Prince of Samma Dynasty (Jam)
- Died: February 1522 Chelhar, Chachkan, Samma Sulatanate
- Burial: Makli
- Wife: Bibi Ruqayya binte Muzaffar Shah II

Names
- Jam Haibat Ali Khan bin Salahuddin Shah
- Branch: House of Unar
- Dynasty: Samma Dynasty
- Father: Jam Salahuddin II
- Religion: Sunni Islam
- Allegiance: Jam Salahuddin II
- Conflicts: Samanagar Compaign 1512; Conquest of Samanagar 1521; Battle of Chelhar †;

= Jam Haibat Khan =

Samma Prince, Son of Jam Salahuddin II

Jam Haibat Khan (Sindhi: ڄام هيبت خان) was a prince of the Samma dynasty, and son of Jam Salahuddin II. He was captured during the Battle of Chelhar and was executed in 1522 on the orders of Mir Khushi Muhammad Beglar, an Arghun commander.

==Life==

He was the son of Jam Salahuddin II, the Samma Sultan of the Samma Dynasty, who ascended to the throne of Sindh by force under the title Salahuddin Shah II and reigned for eight months in 1512 and another four months between 1521-1522.Haibat spent his early life in the Kingdom of Cutch and the Gujarat Sultanate, where his aunt and father's first cousin, Bibi Rani, was married to Muzaffar Shah II of Gujarat. Haibat Khan's wife was the daughter of one of the Rajput wives of Muzaffar Shah II and a sister of Mahmud Shah II of Gujarat Sultanate.

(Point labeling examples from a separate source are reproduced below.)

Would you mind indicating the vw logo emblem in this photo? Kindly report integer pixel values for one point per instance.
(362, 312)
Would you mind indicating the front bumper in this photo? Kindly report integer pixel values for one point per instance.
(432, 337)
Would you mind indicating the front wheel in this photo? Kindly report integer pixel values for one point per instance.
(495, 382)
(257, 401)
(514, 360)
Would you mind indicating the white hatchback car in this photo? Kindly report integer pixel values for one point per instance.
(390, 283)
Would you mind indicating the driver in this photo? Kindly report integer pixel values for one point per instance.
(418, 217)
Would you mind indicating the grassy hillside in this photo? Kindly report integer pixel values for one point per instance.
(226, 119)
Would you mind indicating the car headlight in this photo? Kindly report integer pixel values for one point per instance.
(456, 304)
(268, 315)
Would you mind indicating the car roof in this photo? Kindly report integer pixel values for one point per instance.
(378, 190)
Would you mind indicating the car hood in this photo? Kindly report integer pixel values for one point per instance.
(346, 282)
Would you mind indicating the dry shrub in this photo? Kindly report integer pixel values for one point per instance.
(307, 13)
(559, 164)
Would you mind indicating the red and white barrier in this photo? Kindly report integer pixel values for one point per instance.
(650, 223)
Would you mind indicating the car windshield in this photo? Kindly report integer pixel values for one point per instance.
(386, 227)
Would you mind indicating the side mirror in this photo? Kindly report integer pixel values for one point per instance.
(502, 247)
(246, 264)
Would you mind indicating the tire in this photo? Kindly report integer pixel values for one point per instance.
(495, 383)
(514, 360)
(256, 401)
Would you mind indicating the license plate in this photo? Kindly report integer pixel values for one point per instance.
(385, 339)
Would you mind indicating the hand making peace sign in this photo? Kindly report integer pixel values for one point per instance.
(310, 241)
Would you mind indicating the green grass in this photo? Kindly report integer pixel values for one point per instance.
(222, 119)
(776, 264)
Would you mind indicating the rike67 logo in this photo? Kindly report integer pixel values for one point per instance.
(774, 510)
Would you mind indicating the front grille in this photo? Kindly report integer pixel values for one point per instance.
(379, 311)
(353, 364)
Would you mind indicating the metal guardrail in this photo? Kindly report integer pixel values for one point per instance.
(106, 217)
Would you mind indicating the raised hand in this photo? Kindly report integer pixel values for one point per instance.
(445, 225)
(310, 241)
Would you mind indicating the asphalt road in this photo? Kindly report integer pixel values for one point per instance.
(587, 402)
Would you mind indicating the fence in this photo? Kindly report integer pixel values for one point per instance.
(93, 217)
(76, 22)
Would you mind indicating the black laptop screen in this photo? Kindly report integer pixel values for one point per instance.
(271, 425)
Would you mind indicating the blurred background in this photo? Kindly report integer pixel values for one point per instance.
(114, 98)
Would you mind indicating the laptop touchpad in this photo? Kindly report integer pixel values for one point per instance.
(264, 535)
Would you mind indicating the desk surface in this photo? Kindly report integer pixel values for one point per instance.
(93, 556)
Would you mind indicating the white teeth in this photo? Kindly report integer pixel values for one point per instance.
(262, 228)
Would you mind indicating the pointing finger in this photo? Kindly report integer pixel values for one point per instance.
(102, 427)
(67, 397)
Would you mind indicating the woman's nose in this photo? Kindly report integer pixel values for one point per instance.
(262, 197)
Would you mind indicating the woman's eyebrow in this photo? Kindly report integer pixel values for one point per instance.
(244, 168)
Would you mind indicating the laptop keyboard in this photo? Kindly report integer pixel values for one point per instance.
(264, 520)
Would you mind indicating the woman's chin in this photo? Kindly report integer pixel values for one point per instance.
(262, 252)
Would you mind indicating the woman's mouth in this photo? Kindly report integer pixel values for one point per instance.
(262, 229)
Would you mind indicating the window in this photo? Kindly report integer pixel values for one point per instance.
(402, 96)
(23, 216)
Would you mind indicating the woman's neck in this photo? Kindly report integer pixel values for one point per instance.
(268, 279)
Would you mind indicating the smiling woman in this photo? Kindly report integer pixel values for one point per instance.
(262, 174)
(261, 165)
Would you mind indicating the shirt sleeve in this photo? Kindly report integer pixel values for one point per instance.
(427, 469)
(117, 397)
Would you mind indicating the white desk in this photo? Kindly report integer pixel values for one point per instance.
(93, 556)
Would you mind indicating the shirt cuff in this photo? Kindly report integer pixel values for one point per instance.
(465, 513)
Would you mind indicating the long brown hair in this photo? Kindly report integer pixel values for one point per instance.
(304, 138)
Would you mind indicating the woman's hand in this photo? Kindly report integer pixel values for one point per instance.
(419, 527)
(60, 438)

According to the Mirat-i-Sikandari, his wife's name was 'Ruqayya'. He participated alongside his father, Jam Salahuddin II, in two invasions of Sindh against Jam Feroz II, first in 1512 and again in 1521. Haibat was the commander of the advance guard during the Battle of Chelhar, which was fought against the Arghuns in 1522 at the battlefield of Chelhar. After getting captured he was martyred at the same battlefieled. Beglarnama gives Haibat's name as "Jam Fateh Khan".

==Sources==
Primary sources mentioning Jam Haibat Khan are Beglarnama, Tabaqat-i-Akbari, Mirat-i-Sikandari, and Tarikhi-i-Masumi.